Novomatic hatte aber schon vorher Aufsehen gesorgt, weil sie sich an dem Nahversorger Dayli, ehemals Schlecker beteiligten. Sie haben damit in einen Bereich investiert der nicht zum Glücksspielmarkt gehörte.

Im Jahr 2012 machte Novomatic Einnahmen von 1,5 Mrd. Euro. Wie Frank Wohlfahrt der Geschäftsführer von Novomatic erklärte, sollen jetzt nur noch Branchenintern Investitionen gemacht werden.

An erster Stelle sind neue Investitionen im Online-Sektor geplant worden. Das ist eine gute Idee weil dieser ein ganz schnell wachsender Bereich ist. Schon im Jahr 2012 haben sich die mobilen Glücksspiele und auch Online-Games mit immer größer werdender Beliebtheit erfreut. Wenn das Glücksspielunternehmen Novomatic hier investieren möchte dann ist das in jedem Fall auch sehr gut für die Zukunft.

Novomatic plant das sie sich um entsprechende Lizenzen zu bemühen und auch Partnerschaften mit anderen Entwicklern einzugehen. In Schleswig Holstein und Italien erhielten die Unternehmer schon entsprechende Lizenzen für die Region.

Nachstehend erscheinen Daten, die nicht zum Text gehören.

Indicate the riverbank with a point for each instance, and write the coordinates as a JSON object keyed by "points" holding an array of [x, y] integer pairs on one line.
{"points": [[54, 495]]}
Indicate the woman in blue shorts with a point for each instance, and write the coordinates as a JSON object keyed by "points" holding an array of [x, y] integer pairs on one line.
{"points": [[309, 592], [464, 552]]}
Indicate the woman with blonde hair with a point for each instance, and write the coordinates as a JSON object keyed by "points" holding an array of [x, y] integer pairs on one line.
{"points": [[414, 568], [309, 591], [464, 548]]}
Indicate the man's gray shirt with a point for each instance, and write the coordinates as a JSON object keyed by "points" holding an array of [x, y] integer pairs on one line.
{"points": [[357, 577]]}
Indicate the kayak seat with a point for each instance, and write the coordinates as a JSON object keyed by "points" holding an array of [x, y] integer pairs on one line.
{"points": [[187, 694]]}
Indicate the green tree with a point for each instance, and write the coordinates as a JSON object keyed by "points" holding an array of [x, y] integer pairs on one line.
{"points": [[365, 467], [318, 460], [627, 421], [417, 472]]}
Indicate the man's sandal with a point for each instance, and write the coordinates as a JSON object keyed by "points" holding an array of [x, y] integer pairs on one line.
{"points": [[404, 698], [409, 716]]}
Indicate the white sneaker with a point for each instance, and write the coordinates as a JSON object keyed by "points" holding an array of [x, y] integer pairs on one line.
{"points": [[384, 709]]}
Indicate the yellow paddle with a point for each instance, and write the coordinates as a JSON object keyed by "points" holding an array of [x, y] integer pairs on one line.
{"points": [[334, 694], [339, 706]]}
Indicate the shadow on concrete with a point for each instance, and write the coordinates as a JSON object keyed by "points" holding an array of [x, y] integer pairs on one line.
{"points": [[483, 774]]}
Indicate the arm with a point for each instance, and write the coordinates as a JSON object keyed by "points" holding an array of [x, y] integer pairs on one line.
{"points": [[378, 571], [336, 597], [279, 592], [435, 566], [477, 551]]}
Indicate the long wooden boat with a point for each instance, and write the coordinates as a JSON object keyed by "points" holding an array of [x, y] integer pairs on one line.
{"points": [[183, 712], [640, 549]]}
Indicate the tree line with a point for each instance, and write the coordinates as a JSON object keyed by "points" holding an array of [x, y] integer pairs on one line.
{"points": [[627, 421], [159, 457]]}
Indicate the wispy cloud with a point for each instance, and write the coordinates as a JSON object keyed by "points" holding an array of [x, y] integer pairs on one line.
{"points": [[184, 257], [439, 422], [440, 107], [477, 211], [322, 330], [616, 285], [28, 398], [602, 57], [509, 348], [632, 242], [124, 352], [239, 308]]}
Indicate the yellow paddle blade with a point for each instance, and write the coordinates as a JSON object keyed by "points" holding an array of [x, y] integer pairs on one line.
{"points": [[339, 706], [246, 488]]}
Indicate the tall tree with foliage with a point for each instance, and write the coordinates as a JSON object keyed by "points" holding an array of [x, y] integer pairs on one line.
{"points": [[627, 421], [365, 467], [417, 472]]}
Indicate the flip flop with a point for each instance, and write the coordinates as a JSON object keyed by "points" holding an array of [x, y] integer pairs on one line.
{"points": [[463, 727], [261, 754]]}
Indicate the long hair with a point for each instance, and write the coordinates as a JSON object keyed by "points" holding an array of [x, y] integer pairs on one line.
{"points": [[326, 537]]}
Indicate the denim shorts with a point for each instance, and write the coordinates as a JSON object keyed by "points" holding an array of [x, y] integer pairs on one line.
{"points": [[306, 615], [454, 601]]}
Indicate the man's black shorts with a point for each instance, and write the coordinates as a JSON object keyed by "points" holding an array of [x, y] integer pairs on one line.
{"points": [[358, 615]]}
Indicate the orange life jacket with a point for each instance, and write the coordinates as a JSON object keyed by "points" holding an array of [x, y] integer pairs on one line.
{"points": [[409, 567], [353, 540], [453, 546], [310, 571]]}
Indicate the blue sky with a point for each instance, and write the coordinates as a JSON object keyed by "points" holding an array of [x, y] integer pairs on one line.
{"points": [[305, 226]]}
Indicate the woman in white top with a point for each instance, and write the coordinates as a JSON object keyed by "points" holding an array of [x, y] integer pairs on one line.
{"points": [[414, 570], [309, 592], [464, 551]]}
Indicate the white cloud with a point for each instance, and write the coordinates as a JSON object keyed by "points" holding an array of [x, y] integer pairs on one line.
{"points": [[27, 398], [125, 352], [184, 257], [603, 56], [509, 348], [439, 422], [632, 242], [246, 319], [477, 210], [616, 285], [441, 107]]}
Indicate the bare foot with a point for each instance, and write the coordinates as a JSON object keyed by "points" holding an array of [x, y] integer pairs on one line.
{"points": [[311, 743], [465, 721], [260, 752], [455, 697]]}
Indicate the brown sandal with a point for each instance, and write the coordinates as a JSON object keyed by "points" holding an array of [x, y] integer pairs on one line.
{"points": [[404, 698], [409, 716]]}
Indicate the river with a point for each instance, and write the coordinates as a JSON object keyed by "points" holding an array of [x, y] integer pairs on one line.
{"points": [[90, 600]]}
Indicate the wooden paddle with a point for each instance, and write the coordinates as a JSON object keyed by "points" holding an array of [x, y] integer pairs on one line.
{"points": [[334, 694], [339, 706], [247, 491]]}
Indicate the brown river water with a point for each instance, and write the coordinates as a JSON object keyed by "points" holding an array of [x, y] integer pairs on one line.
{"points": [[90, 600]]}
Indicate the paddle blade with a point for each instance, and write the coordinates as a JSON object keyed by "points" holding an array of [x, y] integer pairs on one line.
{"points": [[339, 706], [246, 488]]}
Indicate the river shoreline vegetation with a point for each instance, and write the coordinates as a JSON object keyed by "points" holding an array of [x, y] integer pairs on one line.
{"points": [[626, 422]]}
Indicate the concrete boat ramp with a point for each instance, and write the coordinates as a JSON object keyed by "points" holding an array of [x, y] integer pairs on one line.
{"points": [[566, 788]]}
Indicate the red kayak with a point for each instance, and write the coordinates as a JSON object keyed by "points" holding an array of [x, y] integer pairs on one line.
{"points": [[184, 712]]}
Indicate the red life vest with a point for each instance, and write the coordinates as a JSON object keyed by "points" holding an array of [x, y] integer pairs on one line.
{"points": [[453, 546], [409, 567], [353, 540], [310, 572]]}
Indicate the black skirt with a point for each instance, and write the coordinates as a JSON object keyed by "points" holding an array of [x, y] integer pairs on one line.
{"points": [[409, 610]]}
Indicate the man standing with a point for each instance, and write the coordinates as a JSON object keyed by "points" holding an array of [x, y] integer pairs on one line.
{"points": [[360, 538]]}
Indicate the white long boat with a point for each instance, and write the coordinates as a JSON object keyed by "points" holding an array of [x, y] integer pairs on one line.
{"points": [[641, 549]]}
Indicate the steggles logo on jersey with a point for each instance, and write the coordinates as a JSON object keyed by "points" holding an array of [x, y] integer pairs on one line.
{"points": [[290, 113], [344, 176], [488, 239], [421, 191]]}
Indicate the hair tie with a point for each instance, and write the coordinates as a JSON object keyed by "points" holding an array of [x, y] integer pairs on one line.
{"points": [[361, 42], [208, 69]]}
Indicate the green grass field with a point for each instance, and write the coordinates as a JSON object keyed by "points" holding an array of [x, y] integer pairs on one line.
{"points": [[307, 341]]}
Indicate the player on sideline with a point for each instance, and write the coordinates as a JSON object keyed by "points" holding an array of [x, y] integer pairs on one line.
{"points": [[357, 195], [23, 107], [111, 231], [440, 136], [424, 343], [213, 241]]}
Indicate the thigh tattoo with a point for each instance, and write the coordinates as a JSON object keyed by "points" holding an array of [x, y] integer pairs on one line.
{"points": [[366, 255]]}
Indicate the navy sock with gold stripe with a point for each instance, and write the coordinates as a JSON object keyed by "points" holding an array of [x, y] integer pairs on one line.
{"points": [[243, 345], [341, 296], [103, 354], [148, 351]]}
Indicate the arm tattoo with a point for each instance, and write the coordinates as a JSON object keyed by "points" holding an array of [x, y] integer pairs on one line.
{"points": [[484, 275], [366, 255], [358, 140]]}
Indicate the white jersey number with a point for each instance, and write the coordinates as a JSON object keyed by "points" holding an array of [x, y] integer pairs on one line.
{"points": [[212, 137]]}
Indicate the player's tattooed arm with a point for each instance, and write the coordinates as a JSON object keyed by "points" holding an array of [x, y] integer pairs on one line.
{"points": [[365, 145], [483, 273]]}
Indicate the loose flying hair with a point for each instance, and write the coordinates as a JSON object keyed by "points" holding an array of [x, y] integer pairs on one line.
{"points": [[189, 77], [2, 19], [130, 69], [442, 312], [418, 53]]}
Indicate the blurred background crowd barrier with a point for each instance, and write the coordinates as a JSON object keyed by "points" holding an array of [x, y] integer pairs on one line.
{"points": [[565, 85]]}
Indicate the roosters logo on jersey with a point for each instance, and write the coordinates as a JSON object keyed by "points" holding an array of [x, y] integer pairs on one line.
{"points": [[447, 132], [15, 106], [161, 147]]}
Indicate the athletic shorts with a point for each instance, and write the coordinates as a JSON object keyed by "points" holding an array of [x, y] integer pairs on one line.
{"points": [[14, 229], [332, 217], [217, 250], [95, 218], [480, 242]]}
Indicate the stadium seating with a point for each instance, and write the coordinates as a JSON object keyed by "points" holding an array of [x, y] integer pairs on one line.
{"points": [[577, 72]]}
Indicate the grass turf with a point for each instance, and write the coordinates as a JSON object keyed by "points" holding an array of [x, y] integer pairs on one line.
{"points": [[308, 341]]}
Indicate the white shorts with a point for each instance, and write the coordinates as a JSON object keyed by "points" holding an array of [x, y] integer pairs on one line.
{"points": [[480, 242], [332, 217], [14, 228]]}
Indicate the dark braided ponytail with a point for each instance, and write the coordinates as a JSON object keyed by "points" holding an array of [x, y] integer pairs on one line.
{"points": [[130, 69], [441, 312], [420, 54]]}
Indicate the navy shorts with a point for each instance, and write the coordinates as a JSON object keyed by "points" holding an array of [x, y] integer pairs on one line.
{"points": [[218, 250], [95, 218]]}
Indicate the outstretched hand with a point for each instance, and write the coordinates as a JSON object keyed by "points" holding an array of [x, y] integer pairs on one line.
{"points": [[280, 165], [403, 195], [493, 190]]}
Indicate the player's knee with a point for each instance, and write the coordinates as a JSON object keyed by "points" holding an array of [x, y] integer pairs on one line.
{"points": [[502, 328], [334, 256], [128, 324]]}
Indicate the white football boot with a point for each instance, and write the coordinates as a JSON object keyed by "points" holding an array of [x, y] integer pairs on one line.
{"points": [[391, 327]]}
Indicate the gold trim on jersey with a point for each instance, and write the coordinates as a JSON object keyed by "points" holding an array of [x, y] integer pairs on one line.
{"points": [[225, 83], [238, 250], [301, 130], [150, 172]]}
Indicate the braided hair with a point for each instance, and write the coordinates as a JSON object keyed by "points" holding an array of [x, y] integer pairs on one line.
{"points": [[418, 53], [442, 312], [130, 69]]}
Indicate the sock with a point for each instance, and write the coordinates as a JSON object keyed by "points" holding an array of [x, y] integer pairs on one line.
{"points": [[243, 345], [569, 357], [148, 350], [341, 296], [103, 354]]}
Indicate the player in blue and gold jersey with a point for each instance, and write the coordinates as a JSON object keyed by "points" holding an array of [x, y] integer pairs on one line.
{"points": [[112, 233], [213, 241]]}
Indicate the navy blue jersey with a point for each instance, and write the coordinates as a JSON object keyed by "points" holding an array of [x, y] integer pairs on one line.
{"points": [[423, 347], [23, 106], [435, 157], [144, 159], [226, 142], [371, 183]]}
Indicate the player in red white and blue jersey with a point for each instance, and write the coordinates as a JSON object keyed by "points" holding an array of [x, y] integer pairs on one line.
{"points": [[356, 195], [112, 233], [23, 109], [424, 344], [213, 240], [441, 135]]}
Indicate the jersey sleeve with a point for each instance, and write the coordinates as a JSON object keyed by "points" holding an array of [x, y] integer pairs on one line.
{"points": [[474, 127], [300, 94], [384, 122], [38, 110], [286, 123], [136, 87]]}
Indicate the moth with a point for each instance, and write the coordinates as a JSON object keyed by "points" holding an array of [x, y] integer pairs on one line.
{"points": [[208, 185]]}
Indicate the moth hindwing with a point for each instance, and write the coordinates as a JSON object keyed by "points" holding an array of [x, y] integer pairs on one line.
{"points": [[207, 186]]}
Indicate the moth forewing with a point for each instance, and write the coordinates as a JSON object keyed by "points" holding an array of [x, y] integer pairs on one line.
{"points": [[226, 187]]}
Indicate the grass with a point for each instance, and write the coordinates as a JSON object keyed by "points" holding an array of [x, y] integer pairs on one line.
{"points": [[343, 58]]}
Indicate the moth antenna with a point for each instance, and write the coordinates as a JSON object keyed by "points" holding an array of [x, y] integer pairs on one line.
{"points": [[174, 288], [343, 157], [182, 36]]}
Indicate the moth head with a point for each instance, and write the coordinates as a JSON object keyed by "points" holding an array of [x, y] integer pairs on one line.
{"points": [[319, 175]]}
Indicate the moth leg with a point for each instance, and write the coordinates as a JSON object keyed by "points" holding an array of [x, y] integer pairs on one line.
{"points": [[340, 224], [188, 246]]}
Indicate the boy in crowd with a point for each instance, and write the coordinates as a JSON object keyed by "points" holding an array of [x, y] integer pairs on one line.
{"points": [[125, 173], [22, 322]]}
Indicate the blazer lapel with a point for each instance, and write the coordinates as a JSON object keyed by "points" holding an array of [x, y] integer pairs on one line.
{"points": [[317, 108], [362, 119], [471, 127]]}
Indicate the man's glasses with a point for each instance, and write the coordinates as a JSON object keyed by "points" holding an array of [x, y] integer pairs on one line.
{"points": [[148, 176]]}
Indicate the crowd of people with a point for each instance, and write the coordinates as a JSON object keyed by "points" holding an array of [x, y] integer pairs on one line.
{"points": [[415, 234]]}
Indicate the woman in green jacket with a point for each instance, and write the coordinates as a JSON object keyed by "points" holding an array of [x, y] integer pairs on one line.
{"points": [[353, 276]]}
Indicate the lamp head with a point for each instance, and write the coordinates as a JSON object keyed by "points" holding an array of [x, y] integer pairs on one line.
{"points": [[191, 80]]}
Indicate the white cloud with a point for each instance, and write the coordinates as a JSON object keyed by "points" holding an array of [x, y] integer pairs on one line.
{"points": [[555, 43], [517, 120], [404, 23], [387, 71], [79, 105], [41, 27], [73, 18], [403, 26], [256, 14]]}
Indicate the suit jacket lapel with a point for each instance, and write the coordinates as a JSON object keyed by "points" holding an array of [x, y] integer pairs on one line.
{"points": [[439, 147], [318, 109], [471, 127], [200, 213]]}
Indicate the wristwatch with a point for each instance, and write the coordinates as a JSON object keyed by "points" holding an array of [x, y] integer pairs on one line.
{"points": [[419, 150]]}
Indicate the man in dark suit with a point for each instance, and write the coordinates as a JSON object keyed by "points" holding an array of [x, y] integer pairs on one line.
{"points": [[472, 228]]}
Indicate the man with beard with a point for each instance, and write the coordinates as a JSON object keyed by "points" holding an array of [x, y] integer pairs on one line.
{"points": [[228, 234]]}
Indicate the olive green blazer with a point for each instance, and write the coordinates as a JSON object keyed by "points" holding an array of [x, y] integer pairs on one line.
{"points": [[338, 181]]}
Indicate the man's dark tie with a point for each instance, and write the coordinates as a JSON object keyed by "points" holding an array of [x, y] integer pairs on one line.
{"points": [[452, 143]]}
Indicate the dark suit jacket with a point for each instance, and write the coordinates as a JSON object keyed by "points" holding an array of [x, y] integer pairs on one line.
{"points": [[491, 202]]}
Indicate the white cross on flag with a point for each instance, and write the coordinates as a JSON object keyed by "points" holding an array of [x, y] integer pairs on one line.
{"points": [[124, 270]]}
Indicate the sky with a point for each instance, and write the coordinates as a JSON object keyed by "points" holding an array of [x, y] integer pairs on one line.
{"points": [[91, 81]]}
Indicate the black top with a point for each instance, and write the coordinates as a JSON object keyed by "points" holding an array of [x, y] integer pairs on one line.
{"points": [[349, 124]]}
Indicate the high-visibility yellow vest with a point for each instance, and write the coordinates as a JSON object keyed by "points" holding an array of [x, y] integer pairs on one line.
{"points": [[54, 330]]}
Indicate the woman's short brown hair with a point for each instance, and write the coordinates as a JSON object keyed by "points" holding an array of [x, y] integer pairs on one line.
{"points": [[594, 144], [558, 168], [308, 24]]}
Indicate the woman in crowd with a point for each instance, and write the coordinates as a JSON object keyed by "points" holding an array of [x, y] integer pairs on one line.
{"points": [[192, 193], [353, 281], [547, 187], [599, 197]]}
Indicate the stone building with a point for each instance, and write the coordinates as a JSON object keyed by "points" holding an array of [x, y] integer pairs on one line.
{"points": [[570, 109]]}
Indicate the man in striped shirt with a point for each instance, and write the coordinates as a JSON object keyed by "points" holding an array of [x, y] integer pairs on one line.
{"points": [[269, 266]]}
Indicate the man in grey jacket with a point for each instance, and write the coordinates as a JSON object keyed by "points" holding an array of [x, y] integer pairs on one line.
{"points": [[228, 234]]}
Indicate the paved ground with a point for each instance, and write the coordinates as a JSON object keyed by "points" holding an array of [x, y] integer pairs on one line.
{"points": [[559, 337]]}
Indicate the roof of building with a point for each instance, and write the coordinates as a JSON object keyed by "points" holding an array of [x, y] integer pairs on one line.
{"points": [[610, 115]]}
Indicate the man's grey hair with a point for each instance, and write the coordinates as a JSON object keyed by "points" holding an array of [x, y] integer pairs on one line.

Der Unternehmer ging bei den Unternehmen in Österreich leer aus. Sie haben bei der Ausschreibung gegen das Unternehmen Casinos Austria verloren.

Für großes Aufsehen hat diese Ausschreibung gesorgt. Das Unternehmen Novomatic sagte das die Ausschreibung in Österreich verfassungswidrig war. Ein Beschwerde beim VfGH will das Unternehmen Novomatic einreichen.